Following on from the success of the inaugural Frontiers in TBI (FITBI) conference in 2017, the 2nd FITBI conference was held on the 5th and 6th of July at Imperial College London. The intimately sized conference featured a broad scope of topics to attempt to cover scientific advances into the fundamental understanding of traumatic brain injury and its clinical management.
Professor David Sharp gave the welcoming address and chaired the first session. We had the pleasure of Dr Guy Leschziner discussing sleep disorder after TBI, which was followed by Professor Matthew Walker who gave an overview of epilepsy after TBI. This was topped off by Dr Naomi Deakin who spoke about her experience working in motorsports and the future directions of investigations of mild TBI in this area.
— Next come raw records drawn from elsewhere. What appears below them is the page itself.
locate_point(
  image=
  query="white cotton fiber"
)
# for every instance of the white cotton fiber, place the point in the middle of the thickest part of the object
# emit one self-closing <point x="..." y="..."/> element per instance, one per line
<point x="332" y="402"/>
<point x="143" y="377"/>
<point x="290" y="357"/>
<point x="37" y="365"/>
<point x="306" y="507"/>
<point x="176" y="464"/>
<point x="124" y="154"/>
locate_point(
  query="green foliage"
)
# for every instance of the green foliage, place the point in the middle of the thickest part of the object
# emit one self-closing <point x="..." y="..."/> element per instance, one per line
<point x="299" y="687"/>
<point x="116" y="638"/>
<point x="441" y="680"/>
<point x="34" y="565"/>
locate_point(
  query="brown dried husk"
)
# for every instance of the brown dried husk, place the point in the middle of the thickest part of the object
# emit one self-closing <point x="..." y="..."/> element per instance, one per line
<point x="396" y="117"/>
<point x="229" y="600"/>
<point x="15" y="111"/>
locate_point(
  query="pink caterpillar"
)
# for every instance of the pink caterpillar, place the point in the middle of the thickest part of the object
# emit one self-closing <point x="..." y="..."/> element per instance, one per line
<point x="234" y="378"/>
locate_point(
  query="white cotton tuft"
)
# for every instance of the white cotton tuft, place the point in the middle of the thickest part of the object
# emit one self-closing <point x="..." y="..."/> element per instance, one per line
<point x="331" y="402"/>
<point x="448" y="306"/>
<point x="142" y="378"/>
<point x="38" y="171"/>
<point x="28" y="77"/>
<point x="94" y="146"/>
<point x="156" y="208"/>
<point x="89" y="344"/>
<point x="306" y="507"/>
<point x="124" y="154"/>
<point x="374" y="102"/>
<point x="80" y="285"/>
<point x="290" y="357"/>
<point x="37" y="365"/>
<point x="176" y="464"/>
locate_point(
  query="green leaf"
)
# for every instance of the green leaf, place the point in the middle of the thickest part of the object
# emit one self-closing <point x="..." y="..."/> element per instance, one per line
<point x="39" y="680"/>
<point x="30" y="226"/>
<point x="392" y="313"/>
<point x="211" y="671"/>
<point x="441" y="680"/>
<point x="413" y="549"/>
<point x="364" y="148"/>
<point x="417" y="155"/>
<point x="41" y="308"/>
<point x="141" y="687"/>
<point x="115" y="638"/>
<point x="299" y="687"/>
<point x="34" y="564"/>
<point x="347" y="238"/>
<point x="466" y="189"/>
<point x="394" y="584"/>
After coffee, the conference was split into parallel sessions discussing acute management after TBI (Prof. Mark Wilson, Dr Hadie Adams, Dr Guido Bertolini) and Computational & Cognitive neuroscience (Dr Mazdak Ghajari, Dr James Cole, Dr Sara De Simoni). With great feedback from both sessions we broke for lunch and poster presentations from upcoming early-stage researchers.
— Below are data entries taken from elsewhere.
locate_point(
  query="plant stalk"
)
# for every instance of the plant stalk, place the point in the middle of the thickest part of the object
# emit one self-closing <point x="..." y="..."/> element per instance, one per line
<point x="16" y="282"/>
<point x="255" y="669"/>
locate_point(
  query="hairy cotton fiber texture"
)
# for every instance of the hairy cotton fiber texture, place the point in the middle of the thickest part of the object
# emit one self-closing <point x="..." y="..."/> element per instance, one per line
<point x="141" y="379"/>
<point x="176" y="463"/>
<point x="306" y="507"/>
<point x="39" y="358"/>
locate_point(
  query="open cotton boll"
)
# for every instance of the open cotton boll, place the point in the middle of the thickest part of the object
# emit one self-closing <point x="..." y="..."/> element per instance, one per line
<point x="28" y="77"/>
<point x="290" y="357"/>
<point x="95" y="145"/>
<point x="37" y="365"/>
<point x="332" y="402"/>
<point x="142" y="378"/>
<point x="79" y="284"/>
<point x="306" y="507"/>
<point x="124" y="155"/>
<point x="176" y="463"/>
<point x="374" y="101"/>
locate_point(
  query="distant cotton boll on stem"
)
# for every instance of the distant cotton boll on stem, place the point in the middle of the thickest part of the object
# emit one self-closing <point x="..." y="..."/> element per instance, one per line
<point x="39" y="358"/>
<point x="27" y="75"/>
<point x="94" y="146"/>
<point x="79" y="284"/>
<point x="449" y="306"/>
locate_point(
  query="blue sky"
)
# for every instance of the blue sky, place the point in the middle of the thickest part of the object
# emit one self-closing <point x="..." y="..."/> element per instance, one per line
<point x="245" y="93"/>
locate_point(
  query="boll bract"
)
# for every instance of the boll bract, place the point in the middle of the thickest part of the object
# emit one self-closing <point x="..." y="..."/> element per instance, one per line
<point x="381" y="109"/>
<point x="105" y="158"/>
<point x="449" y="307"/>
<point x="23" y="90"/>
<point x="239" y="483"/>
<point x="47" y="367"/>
One of the highlights of the conference was the punchy interactive debate between Professor Steven Gentleman and Professor Lee Goldstein on the topic of whether ‘We are on the brink of a CTE epidemic’, with the majority of audience members favouring a ‘No’. This was followed by a podium-presentation session featuring speakers selected from abstract submissions, acting as an excellent opportunity for early career researchers to showcase their latest work. We closed the day with an interesting collection of talks on the topic of disorders of consciousness (Dr Srivas Chennu, Dr Davinia Fernandes-Espejo and Dr Gregory Scott).
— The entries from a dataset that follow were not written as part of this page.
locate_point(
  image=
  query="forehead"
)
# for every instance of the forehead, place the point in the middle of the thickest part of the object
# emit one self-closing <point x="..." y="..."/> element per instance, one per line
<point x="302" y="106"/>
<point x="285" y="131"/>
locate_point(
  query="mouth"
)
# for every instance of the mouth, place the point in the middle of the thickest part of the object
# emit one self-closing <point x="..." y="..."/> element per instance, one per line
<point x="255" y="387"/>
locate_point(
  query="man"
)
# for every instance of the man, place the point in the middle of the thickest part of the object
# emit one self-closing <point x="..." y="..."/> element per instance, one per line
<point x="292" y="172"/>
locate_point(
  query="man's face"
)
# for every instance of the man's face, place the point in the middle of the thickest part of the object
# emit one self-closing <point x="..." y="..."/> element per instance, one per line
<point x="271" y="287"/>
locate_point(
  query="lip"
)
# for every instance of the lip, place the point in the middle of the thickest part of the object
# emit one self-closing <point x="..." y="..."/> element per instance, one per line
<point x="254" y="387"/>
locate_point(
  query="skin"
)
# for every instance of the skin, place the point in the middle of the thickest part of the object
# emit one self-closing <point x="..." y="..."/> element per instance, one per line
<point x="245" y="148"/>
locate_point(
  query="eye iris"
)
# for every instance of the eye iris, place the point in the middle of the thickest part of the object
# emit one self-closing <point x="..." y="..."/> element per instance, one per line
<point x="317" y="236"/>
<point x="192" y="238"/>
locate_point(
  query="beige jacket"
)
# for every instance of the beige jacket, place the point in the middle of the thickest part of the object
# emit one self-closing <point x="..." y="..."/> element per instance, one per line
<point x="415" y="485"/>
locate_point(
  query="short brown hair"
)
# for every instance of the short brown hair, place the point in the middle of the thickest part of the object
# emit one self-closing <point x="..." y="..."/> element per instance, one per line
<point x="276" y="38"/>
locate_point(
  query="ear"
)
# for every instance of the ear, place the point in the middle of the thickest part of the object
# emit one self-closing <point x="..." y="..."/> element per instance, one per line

The second day started with the session ‘Frontiers in TBI’ with talks from Prof Lee Goldstein, Prof David Sharp and Dr Jon Whyte who covered leading research into CTE, precision medicine and non-pharmalogical treatments of TBI. The morning talks were followed by parallel sessions in technological innovations (Dr Adam Hampshire, Dr Ari Ercole and Dr Lucia Li) and Neuropsychiatry and psychology (Dr Alan Carson, Prof Narinder Kapur and Dr Rob Forsyth).
Our second debate featured Dr Alan Carson and Professor David Sharp discussing whether or not symptoms which last longer than 3 months after a minor head trauma are usually due to functional symptoms or not. This was followed by a presentation from TBI survivor Ben Clench about his recently published book detailing his journey navigating life after TBI. After the announcement of our poster prize and presentation winners, the conferenced closed on discussions on the management of specific dysfunctions following a TBI, covering intracranial hypertension (Dr Angelos Kolias), vestibular dysfunction (Dr Barry Seemungal) and functional disorders (Dr Mark Edwards).
As we move on from FiTBI18, we hope that meaningful contributions and connections were made. TBI is a multidisciplinary problem and FITBI aims to bring together clinicians and scientists, from all disciplines, to be informed on, and contribute to discussions surrounding the latest research in TBI. We hope to see familiar faces and new ones next year.